Poco después, el hombre joven regresó, trayendo sobre los hombros un haz de leña. La niña lo recibió en la puerta, le ayudó a desprenderse de su carga y, metiendo un poco de leña en la casa, la puso en la chimenea; luego, ella y el joven se apartaron a un rincón de la casa, y él le mostró una gran rebanada de pan y un pedazo de queso. Ella pareció contenta y salió al huerto para coger algunas raíces y plantas; luego las puso en agua y, después, al fuego. Continuó después con su labor, mientras el joven salía al huerto, donde se ocupó con afán en cavar y sacar raíces. Después de trabajar así durante una hora, la joven fue a buscarlo y volvieron a la casa juntos. Mientras tanto, el anciano había permanecido pensativo; pero, cuando se acercaron sus compañeros, adoptó un aire más alegre, y todos se sentaron a comer.

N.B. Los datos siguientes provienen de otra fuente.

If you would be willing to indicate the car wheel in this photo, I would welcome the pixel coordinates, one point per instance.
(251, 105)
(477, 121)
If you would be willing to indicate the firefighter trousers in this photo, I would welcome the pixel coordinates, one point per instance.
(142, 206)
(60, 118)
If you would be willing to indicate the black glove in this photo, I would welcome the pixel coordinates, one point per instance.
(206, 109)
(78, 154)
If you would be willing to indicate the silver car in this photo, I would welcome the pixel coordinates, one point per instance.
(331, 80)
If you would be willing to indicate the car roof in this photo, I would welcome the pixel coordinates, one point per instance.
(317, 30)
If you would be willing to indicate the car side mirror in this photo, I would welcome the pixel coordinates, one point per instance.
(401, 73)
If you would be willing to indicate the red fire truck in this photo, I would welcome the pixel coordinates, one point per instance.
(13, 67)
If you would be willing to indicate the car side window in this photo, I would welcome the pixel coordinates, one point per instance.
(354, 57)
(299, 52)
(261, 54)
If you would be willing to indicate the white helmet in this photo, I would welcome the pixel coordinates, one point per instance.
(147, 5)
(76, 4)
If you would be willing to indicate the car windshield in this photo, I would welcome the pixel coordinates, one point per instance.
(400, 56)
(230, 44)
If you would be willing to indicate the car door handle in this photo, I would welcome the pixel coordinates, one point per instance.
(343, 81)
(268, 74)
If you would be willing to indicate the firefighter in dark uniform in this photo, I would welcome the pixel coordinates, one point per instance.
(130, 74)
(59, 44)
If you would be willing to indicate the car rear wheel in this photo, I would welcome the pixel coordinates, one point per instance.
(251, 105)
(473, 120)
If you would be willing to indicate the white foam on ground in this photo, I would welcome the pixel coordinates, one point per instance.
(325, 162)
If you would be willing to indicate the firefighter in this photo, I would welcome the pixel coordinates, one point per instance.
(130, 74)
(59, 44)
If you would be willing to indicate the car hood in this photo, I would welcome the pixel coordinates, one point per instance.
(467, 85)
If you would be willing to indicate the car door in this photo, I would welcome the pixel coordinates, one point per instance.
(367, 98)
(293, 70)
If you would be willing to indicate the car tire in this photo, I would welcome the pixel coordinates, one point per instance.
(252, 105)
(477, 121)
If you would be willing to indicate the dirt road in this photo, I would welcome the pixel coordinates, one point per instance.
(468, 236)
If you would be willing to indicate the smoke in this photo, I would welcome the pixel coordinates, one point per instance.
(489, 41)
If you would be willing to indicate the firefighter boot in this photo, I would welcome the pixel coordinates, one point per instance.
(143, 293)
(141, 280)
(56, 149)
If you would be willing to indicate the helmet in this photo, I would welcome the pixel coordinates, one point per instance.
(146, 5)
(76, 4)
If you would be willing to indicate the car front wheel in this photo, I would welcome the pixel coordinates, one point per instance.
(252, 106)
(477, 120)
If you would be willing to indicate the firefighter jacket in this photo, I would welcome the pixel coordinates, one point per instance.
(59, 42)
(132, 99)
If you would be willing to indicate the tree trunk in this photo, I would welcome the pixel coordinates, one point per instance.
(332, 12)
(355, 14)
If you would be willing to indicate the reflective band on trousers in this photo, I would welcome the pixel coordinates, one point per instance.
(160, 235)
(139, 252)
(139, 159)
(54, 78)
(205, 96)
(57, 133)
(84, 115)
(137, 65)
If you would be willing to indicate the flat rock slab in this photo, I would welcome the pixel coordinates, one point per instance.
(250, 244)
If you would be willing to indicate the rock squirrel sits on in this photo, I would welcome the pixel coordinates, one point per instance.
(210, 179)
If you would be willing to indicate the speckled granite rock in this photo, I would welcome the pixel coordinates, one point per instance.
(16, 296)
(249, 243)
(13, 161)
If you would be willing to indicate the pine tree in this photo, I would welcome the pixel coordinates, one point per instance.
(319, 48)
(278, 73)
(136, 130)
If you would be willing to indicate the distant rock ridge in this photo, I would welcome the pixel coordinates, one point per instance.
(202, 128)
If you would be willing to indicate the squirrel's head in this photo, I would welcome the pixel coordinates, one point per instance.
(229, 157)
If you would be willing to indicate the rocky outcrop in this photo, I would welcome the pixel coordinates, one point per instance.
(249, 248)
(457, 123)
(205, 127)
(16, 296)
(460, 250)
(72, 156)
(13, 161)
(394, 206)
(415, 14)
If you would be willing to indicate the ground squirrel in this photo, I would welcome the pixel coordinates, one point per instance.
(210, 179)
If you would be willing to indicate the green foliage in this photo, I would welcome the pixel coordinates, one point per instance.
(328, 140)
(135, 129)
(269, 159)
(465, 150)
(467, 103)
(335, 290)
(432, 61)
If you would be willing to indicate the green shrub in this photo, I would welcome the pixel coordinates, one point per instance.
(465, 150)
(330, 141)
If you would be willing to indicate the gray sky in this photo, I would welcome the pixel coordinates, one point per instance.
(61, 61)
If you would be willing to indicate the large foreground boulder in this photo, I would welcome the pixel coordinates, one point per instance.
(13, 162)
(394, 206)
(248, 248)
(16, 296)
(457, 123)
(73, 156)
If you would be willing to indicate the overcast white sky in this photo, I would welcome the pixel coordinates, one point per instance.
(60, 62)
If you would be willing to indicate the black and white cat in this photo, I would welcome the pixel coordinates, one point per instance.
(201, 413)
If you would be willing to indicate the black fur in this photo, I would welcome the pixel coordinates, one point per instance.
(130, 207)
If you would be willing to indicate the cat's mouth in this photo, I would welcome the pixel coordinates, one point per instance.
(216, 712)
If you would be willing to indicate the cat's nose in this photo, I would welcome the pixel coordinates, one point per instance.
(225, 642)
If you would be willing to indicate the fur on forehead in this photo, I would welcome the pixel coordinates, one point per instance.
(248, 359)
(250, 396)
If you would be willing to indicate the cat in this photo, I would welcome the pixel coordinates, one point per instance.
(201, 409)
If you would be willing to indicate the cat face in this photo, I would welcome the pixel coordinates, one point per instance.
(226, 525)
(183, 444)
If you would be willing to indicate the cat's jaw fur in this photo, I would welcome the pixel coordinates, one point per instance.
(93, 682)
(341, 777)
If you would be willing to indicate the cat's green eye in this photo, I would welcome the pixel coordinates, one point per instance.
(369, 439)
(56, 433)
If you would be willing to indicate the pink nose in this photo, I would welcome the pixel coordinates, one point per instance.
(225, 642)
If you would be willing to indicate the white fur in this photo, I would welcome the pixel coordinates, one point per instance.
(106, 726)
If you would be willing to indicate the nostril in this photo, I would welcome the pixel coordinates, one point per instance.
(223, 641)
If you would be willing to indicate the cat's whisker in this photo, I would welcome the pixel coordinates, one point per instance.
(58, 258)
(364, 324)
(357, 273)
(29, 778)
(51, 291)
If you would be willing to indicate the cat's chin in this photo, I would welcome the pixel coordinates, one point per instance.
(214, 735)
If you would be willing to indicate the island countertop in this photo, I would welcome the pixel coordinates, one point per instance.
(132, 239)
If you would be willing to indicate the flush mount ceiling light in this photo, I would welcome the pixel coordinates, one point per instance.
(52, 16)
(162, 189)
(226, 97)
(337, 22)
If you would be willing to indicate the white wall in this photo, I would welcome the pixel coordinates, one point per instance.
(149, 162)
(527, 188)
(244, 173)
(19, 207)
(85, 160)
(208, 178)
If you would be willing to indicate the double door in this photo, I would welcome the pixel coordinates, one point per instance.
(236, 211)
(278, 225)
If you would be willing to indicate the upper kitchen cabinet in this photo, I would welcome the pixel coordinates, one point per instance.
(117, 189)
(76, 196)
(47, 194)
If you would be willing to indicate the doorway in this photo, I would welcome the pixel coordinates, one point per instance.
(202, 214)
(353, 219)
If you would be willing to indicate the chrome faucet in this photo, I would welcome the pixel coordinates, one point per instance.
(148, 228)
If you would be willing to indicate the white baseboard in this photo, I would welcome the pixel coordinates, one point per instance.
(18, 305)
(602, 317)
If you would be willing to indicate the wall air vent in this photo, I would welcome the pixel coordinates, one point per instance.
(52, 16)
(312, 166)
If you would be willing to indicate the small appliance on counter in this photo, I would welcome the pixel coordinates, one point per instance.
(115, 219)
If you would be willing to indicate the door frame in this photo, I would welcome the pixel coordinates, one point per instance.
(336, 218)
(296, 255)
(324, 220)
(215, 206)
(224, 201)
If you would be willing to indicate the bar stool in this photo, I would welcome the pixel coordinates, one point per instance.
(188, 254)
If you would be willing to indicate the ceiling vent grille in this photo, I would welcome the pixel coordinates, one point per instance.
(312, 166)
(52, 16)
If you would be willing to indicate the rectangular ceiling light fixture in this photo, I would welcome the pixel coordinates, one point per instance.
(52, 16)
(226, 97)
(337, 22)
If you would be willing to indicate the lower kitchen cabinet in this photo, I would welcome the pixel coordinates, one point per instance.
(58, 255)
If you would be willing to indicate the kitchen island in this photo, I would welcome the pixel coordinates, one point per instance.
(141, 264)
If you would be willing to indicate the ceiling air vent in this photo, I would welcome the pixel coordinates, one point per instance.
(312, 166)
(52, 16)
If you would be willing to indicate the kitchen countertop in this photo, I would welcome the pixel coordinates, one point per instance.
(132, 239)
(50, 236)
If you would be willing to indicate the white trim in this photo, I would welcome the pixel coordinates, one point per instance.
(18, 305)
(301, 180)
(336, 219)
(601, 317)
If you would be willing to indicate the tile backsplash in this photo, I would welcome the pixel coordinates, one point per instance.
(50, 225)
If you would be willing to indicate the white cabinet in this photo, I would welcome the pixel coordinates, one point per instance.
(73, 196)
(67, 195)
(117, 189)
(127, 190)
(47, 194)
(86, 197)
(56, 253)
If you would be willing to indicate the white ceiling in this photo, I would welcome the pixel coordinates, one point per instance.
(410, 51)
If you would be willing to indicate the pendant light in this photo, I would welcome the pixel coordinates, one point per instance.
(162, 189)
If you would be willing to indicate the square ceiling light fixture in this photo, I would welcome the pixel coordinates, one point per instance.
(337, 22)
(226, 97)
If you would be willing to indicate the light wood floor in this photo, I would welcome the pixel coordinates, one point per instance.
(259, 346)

La comida se despachó rápidamente; la joven se ocupó de nuevo en ordenar la casa; el viejo salió a la puerta y estuvo paseando al sol durante unos minutos, apoyado en el brazo del joven. Nada podría igualar en belleza el contraste que había entre aquellos dos maravillosos hombres; el uno era anciano, con el cabello plateado y un rostro que reflejaba bondad y amor; el joven era esbelto y apuesto, y sus rasgos estaban modelados por la simetría más delicada, aunque sus ojos y su actitud expresaban una tristeza y un abatimiento indecibles. El anciano regresó a la casa; y el joven, con herramientas distintas de las que había utilizado por la mañana, dirigió sus pasos a los campos. La noche cayó repentinamente, pero, para mi absoluto asombro, descubrí que los granjeros tenían un modo de conservar la luz por medio de velas, y me alegró comprobar que la puesta de sol no acababa con el placer que yo experimentaba viendo a mis vecinos. Por la noche, la muchacha y sus compañeros se entretuvieron en distintas labores que en aquel momento no comprendí, y el anciano de nuevo cogió el instrumento que producía los celestiales sonidos que me habían encantado por la mañana. Tan pronto como hubo concluido, el joven comenzó, no a tocar, sino a proferir sonidos que resultaban monótonos y en nada recordaban la armonía del instrumento del anciano ni las canciones de los pájaros; más adelante comprendí que leía en voz alta, pero en aquel momento yo no sabía nada de la ciencia de las palabras y las letras. La familia apagó las luces después y se retiró, o eso pensé yo, a descansar.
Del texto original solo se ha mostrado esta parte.